Weak current College】 【malware threat types.

In recent years, the enterprise has been to fight against malicious software, but the threat is still evolving, where enterprises face the biggest problems is the personal information leakage. Attackers are widely deploy complex malware to steal a legitimate user's user name and password, they can be stolen in a variety of ways, including the user accidentally install malicious software, browser malware and eavesdropping attacks, etc.

For example, in November 2009, a security expert to use SSL (Secure Sockets Layer) Protocol vulnerability successfully gets Twitter user's login information, you will think that this attack doesn't hurt, but think about how many people will use the same password as the Twitter account online banking login password? how many business users will use the same password to login to enterprise domain? these various forms of malicious software may through various methods throw security leakage.

Another attack vector was recently reported by using the browser for SSLVPN malware to landing has been made landfall in the browser. This type of attack uses the most SSLVPN browser-homologous policies interact, so can easily lead users into revealing passwords, when they use the browser landing Enterprise mailbox account.

Another type of malware-related threats involving targeted phishing attacks. We see more and more the attacker by sending a specially crafted phishing e-mail information to attack users, these e-mail messages may contain malicious software (to be installed on the user computer) or a malicious Web site links. It can be said that these phishing attacks of highly focused for the average user it is very difficult to detect, the latest test proved that contain fake social sites link really able to successfully make the user click and install malicious software.

Finally, information theft is mainly related to the new generation of malware attacks. Like Clampi and Zeus such viruses can take the initiative to steal information, and you can steal any attacker information of interest. For example, they can steal login to online banking user name and password, or worse, they can create hidden transaction, allowing users the money go to attacker-controlled bank account number. Traditional authentication solutions (such as tokens and smart cards) for preventing such attacks are not available.

Prevent malware threats in four steps

Mainly in the following four steps can help you prevent an enterprise malware threats:

First step: deploy Enterprise anti-malware solution

As malware is becoming the core of the security mechanism, the enterprise should deploy their own anti-malware solutions, and since most malware will directly affect the user's computer, the security key should be the enterprise each user's computer.

In addition, because the remote access technology is everywhere, remote users should also be deployed in the same security measures, the best is for remote user deployment complete endpoint security solutions, including patches and firewall management and anti-malware program. Finally, you can consider deploying intrusion prevention system (IPS) to block and prevent some caused by the remote user.

The second step: timely repair

Because of the security technology changing, enterprises should keep enterprise systems update status, for example, you can for a staff member concerned about CERT warnings and vulnerability label for any updated information, maintain enterprise systems timely repair can significantly reduce security risk. Of course sometimes vendor fixes may be relatively late, but timely repair patch is a security best practice.

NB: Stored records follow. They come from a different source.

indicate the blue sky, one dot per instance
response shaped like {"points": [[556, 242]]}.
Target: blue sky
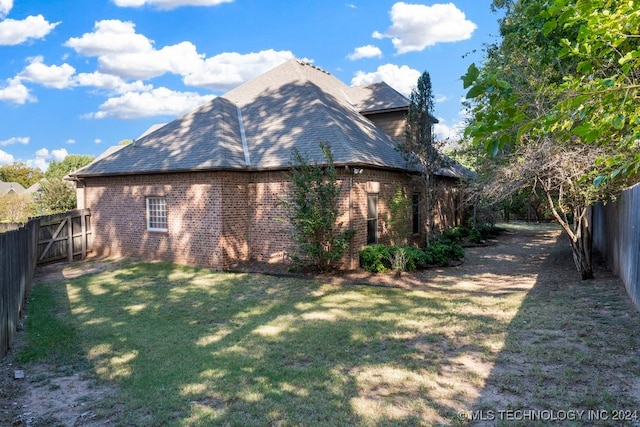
{"points": [[78, 76]]}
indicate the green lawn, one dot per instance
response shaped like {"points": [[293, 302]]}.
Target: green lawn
{"points": [[194, 347], [514, 327]]}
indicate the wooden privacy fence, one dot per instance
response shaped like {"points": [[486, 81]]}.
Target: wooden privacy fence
{"points": [[616, 233], [64, 236], [60, 237], [18, 256]]}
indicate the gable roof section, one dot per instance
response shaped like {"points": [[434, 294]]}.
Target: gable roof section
{"points": [[257, 125], [9, 187], [376, 97]]}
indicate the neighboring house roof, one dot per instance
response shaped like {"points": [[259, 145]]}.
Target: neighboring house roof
{"points": [[10, 187], [33, 189], [257, 125]]}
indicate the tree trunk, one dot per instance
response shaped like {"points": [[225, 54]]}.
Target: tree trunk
{"points": [[581, 238], [582, 246]]}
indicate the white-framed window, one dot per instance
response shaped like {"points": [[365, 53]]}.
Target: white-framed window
{"points": [[372, 219], [156, 214]]}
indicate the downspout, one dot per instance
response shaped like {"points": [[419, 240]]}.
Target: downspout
{"points": [[351, 259]]}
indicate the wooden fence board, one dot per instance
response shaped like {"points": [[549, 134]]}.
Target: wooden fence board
{"points": [[65, 237]]}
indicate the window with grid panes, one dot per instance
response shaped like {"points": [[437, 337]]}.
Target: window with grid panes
{"points": [[156, 214]]}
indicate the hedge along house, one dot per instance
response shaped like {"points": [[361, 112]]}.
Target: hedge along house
{"points": [[206, 189]]}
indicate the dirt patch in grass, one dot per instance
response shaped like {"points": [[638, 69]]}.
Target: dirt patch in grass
{"points": [[551, 342]]}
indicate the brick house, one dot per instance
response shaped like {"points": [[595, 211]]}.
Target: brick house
{"points": [[205, 189]]}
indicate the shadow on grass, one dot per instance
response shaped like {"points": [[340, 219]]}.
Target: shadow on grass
{"points": [[193, 347], [570, 355], [513, 327]]}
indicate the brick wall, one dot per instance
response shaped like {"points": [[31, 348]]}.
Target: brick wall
{"points": [[217, 218]]}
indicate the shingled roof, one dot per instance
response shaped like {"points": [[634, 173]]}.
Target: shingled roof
{"points": [[257, 125]]}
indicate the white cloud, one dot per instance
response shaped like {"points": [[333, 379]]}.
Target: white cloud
{"points": [[14, 32], [15, 140], [15, 92], [157, 102], [55, 76], [403, 79], [6, 158], [368, 51], [44, 156], [229, 69], [126, 54], [415, 27], [109, 82], [111, 36], [181, 58], [168, 4], [5, 7]]}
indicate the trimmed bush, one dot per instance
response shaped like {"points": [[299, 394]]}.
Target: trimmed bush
{"points": [[442, 251], [375, 259], [379, 258], [456, 234]]}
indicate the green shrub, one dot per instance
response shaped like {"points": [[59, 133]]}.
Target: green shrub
{"points": [[379, 258], [475, 235], [442, 251], [375, 259], [416, 258], [456, 234]]}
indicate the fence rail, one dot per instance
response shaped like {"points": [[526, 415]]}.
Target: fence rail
{"points": [[64, 236], [18, 255], [616, 233], [61, 237]]}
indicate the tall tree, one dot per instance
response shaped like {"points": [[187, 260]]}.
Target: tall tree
{"points": [[58, 195], [71, 163], [21, 173], [420, 147], [312, 208], [541, 113]]}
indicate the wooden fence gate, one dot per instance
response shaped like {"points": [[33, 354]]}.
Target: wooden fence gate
{"points": [[65, 236]]}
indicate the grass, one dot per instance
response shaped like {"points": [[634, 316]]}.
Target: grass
{"points": [[185, 346], [194, 347]]}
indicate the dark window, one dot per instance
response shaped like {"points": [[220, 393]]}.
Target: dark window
{"points": [[415, 211], [372, 219], [156, 214]]}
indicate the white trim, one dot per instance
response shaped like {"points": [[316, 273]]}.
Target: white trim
{"points": [[148, 212]]}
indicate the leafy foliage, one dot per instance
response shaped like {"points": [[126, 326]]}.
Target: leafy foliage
{"points": [[16, 208], [20, 173], [312, 208], [380, 258], [399, 211], [56, 194], [58, 169], [420, 149], [555, 107]]}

Step 3: Deploying strong authentication mechanisms

Many enterprises are relying on a single attack validation attack, traditional phishing attacks, keyboard logging attacks and above is the Twittr attacks. These attacks mainly lies in the theft of personal information (user name and password), that information will be used to log the user's account. Deployment of additional authentication mechanism to fend off these attacks, for example by requiring users to use their own stuff (safety equipment) or fingerprints, and so to validate your identity. Deployment of multifactor authentication systems are usually protected from all forms of attack.

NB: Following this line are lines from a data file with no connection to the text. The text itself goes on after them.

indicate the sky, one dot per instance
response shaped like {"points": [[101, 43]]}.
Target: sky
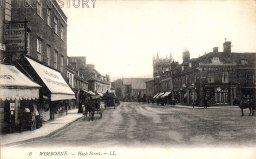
{"points": [[120, 37]]}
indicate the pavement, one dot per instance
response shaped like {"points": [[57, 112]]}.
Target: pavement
{"points": [[49, 128], [196, 107]]}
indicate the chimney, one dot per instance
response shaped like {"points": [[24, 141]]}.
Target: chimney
{"points": [[186, 56], [215, 49], [227, 47]]}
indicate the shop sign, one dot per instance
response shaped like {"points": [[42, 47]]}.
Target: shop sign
{"points": [[2, 47], [12, 106], [15, 33]]}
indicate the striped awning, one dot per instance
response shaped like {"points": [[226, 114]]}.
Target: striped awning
{"points": [[53, 80], [159, 95], [15, 85], [155, 95], [165, 94]]}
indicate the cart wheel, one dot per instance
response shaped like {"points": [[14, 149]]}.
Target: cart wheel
{"points": [[33, 125]]}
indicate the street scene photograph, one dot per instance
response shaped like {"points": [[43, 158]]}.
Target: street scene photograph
{"points": [[121, 79]]}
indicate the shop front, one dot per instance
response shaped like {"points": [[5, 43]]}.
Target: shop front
{"points": [[17, 93], [220, 94], [55, 94]]}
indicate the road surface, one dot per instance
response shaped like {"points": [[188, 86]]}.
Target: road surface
{"points": [[136, 124]]}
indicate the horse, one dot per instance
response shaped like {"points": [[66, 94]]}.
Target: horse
{"points": [[247, 103], [89, 109]]}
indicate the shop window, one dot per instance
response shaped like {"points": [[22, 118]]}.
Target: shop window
{"points": [[55, 20], [225, 78], [39, 48], [62, 32], [39, 7], [48, 14], [61, 63], [210, 78], [243, 62], [48, 54], [55, 60], [28, 42]]}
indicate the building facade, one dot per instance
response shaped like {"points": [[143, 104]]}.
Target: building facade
{"points": [[219, 77], [130, 89], [46, 31]]}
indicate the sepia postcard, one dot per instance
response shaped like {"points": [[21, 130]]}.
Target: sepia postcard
{"points": [[122, 79]]}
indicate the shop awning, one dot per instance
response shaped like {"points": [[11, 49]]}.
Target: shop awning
{"points": [[165, 94], [159, 95], [155, 95], [89, 92], [15, 85], [100, 94], [53, 80]]}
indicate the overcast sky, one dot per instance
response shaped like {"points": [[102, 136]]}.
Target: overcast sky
{"points": [[120, 37]]}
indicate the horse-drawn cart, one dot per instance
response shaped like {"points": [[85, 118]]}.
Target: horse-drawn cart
{"points": [[110, 100], [91, 104]]}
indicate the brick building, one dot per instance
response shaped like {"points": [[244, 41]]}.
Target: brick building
{"points": [[129, 89], [46, 31], [86, 76], [221, 77]]}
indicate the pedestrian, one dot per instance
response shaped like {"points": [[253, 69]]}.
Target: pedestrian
{"points": [[205, 102]]}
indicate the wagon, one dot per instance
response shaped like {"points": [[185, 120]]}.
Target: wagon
{"points": [[110, 99]]}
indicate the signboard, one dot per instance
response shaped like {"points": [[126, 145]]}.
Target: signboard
{"points": [[12, 106], [15, 36], [2, 47]]}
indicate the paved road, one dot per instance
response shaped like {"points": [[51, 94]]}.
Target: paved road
{"points": [[133, 124]]}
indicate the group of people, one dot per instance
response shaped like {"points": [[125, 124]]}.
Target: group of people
{"points": [[89, 106]]}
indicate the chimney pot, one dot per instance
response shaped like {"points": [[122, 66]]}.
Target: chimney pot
{"points": [[215, 49]]}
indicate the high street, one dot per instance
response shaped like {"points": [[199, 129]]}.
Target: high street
{"points": [[136, 124]]}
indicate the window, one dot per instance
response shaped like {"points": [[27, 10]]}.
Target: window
{"points": [[28, 42], [48, 16], [62, 32], [55, 60], [39, 49], [225, 77], [243, 62], [48, 54], [210, 78], [55, 21], [39, 7], [61, 63], [70, 79]]}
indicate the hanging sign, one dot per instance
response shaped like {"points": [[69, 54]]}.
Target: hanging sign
{"points": [[15, 36], [12, 106]]}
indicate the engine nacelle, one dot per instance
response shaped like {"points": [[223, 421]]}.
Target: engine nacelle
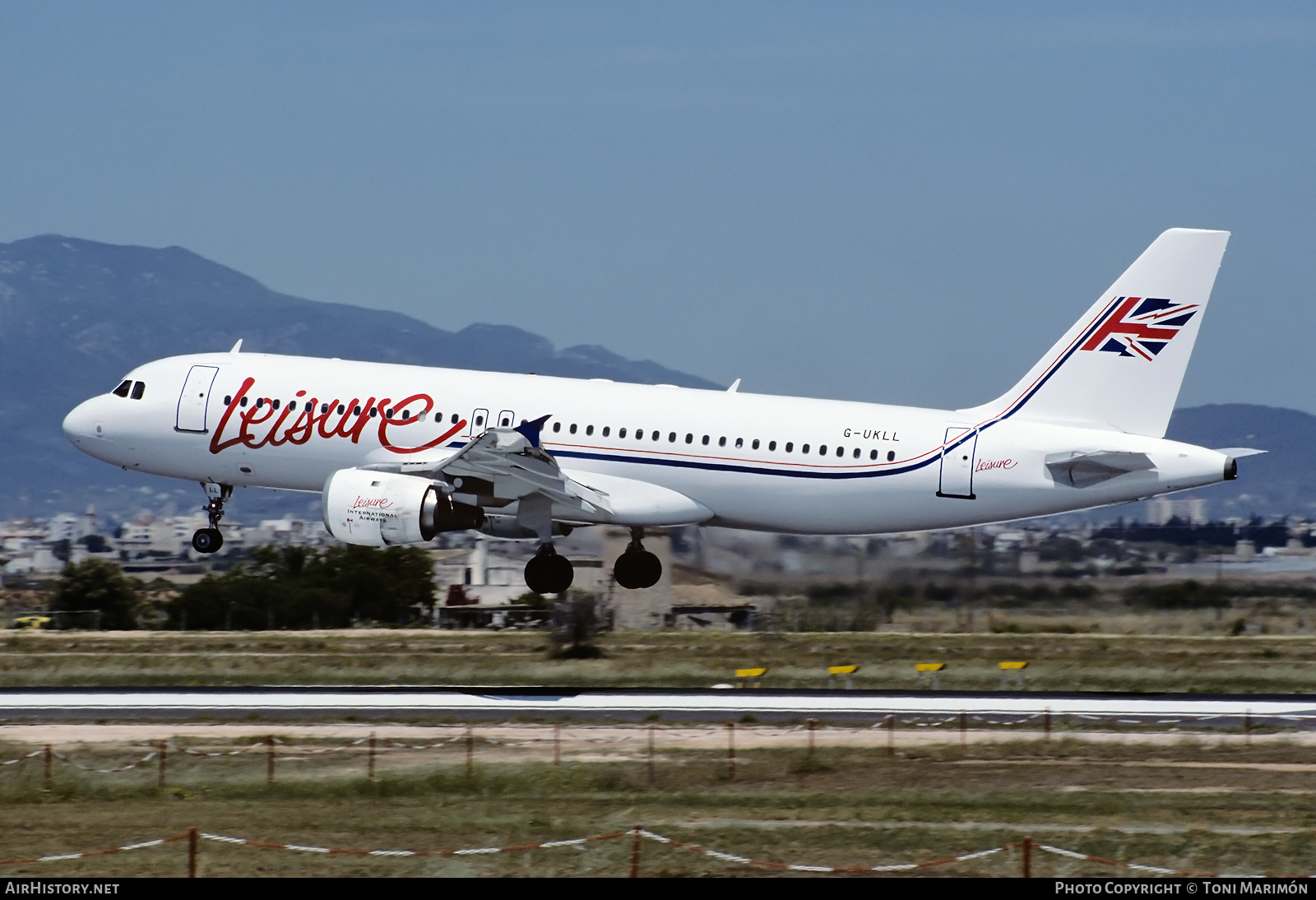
{"points": [[381, 509]]}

Because these attacks can obtain information, such as user security answer, additional authentication based on the information does not provide extra protection, a digital certificate is the same reason, since these messages are easy to copy or steal, do not protect against these attacks.

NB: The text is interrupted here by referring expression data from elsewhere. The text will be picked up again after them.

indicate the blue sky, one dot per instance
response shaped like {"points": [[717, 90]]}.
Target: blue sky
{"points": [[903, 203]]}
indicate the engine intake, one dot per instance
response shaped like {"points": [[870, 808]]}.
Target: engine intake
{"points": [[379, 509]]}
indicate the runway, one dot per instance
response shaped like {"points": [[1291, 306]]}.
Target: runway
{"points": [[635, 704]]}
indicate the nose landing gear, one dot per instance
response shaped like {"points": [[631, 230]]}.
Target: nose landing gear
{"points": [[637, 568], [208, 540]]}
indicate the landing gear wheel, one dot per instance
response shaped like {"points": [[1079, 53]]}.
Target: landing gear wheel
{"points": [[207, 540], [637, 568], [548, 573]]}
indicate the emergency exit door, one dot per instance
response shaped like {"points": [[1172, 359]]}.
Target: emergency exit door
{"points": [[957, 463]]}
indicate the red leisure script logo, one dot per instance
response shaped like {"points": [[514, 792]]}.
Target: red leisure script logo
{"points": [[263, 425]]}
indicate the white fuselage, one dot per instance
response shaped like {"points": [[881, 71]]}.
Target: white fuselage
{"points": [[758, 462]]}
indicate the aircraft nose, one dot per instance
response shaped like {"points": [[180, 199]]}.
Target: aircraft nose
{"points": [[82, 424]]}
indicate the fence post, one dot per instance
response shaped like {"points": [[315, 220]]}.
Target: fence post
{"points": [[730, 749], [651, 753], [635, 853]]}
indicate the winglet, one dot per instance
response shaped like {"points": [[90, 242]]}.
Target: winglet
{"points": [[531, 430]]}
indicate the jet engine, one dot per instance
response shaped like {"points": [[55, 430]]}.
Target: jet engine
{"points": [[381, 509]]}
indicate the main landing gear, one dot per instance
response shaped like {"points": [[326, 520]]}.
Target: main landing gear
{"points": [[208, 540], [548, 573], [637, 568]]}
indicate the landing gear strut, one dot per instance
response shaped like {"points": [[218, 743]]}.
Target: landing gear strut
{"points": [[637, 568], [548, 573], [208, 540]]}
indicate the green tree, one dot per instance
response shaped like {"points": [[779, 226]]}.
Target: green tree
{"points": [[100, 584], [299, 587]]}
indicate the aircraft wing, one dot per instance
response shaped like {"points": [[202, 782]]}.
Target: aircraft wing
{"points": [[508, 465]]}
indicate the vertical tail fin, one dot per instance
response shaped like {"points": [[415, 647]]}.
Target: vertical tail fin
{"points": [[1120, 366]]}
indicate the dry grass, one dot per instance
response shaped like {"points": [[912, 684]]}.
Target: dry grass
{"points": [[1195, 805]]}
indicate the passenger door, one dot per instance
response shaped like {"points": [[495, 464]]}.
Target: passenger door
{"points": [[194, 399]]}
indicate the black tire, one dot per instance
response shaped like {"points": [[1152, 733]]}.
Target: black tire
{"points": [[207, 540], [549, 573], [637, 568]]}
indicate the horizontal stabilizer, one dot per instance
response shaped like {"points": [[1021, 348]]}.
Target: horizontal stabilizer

Now select authentication solution is a best practice, select one of the band two-factor system, because now the malware has been able to attack the traditional in-band dual-factor system. Also, consider adding biometric authentication factors, mixed voice, fingerprints or any other three-factor authentication system. By using separate channels (such as telephone network) to the second layer of validation, can also help avoid installation on a user's device of malicious software.

Step four: use communication verification

If you work in a Bank, you should note that a new malware threats, this form of attack and then waiting for login via SSL channels in user unknowingly send selected transactions to the attacker.

These attacks can be traded through an out-of-band authentication system to resist, regardless of the user when initiating a transaction (or just the selected transactions), the Bank will automatically call the phone number of registered users, will prepare transaction details to tell the user if the user approval to continue with the transaction, this can prevent malicious software, malicious behavior.